Par Serge Aimé BIKOI
Le procès des présumés assassins de Martinez Zogo, dont le corps sans vie a été retrouvé le 22 janvier 2023, cinq jours après son enlèvement, continue de traîner devant le Tribunal militaire de Yaoundé. La 14ème audience, tenue le 13 janvier 2025, n’a duré qu’une vingtaine de minutes et a donné lieu à un simple renvoi au 3 février 2025. Le Tribunal militaire renvoie cette affaire en espérant qu’avec le délai de l’appel incident qui expirait le 13 janvier, le dossier sera finalement transmis à la cour d’appel du Centre.

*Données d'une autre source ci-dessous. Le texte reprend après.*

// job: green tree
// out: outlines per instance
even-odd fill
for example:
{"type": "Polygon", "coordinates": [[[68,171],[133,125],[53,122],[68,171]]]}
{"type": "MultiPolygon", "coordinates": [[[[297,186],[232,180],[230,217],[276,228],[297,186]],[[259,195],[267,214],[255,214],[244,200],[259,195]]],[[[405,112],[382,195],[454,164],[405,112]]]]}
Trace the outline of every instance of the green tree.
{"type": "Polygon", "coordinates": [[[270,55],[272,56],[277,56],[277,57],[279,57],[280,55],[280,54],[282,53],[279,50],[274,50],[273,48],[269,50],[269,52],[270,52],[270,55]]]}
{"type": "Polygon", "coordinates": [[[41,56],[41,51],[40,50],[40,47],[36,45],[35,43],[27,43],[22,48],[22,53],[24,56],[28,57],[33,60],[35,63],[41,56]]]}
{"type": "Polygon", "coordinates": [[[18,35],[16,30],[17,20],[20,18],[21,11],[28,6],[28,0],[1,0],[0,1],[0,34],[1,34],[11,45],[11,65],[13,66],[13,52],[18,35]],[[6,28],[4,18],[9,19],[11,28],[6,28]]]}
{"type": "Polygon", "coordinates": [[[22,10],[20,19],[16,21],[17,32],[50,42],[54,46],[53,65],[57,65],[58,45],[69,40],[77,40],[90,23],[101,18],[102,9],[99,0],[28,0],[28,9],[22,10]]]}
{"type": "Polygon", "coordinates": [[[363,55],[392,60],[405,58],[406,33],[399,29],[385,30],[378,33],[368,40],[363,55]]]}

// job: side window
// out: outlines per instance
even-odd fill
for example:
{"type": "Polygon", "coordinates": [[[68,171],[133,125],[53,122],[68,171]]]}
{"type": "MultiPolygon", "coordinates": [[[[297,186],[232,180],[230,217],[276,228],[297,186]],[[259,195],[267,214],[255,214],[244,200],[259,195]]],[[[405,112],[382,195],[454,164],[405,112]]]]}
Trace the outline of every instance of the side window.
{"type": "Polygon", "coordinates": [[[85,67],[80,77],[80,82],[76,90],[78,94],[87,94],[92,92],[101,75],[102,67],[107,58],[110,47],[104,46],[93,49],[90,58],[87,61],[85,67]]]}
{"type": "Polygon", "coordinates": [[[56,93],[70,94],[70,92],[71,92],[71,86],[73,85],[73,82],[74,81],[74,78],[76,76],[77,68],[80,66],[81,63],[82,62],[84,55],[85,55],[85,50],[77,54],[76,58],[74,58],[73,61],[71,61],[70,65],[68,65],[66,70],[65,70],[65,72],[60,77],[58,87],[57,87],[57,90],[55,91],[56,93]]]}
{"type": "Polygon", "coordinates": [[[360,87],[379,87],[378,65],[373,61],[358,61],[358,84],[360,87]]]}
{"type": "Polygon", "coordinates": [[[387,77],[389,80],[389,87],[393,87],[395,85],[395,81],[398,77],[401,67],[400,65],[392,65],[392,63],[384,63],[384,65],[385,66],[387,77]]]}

Deux ans que l’affaire Martinez Zogo tourne en rond sur des questions de procédures. L’avocat du lieutenant-colonel, Justin Danwe, ex-directeur des opérations de la Dgre(Direction générale de la recherche extérieure), reconnaît, certes, l’implication de son service dans l’enlèvement, mais pas dans l’assassinat du journaliste. “Deux ans de prison sans être jugé, l’on est au-delà du délai raisonnable”, indique Me Jacques Mbuny. Quatorze audiences et toujours pas de débat sur les faits. Avocat d’un autre accusé, l’homme d’affaires, Jean-Pierre Amougou Belinga, le patron du groupe l’anecdote, soupçonné d’avoir commandité le meurtre, Me Charles Tchoungang, déplore la multiplication des obstacles pour éviter d’aller au fond. De l’enquête au procès, la justice militaire a cumulé les vices de procédures selon les avocats des prévenus, mais aussi de la famille. Résultat des courses : un calendrier suspendu aux décisions attendues de la cour d’appel du Centre.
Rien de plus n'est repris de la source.